Because the District of Columbia is a large urban center with a relatively limited geographic area from which to select jurors, many more D.C. residents have the experience of being summoned to jury duty during their lifetimes. The existing "one day, one trial" system requires a constant flow of civic energy and involvement. For some citizens this means service every two years or so.
In terms of sheer numbers, because each juror serves at least one day, and many serve several days or weeks, the court receives approximately a quarter of a million hours of service each year. While hours waiting in the courthouse may not seem like traditional community service, this is a valuable form of community involvement. Without jurors there would be no jury trials, and without jury trials we would lose an effective and fair way to seek justice and hold members of the community accountable.
Beyond a quantitative contribution, the qualitative effort of jurors to sacrifice time from their busy schedules, to rearrange child care or business meetings, and to reorder a host of other life activities deserves to be celebrated. Every day, the hundreds of citizens who sit in the jurors' lounge have expended real and valuable energy just to be a part of the justice system. The jurors' lounge is probably the most diverse space in the nation's capital, where everybody, no matter one's background, comes together as equals, in shared sacrifice, to undertake a common responsibility.
And, once selected for a jury, citizens contribute in one of the purist forms of democratic activity in America. "One person, one vote" means something on a jury. Anyone who has served on a jury knows the humbling power of having to decide the fate of another human being or to resolve a complicated legal dispute. Jurors also know the reward that comes from deliberating with fellow citizens to solve a contested legal problem. Easy cases rarely make it to the jury, leaving jurors to do the hard work. Every working day, jurors make life-altering decisions for members of our community, and many jurors comment that jury service turned out to be one of the most meaningful experiences in their own lives.

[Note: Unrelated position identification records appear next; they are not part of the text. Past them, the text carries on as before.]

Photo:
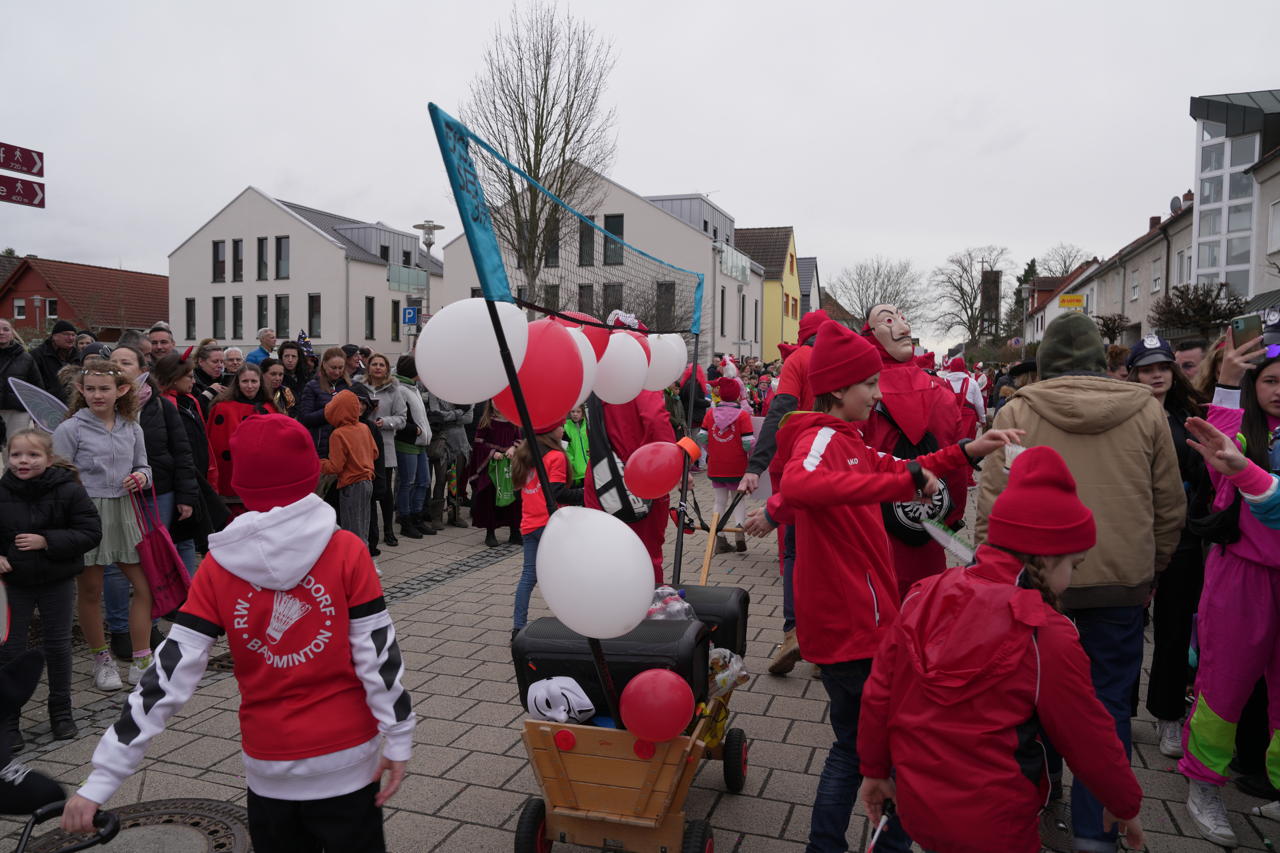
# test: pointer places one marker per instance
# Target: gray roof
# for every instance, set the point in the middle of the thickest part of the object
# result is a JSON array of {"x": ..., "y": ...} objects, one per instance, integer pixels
[
  {"x": 430, "y": 263},
  {"x": 807, "y": 268},
  {"x": 8, "y": 264},
  {"x": 327, "y": 223}
]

Jurors deserve an appreciation week. But the jury system itself deserves some respect. Every year, D.C. Superior Court is required to summon thousands more people than necessary because many fellow citizens ignore the initial summons. Such civic neglect wastes time, money, and energy and adds to the burden of others to fill their place in the jury box. The jurors who show up this week represent a rebuke to this apathy. This week, and every week, the jurors who walk through the door of D.C. Superior Court symbolize citizen control over the legal disputes in our community. Being a juror is a duty, a responsibility, and an honor. And, your effort deserves our thanks.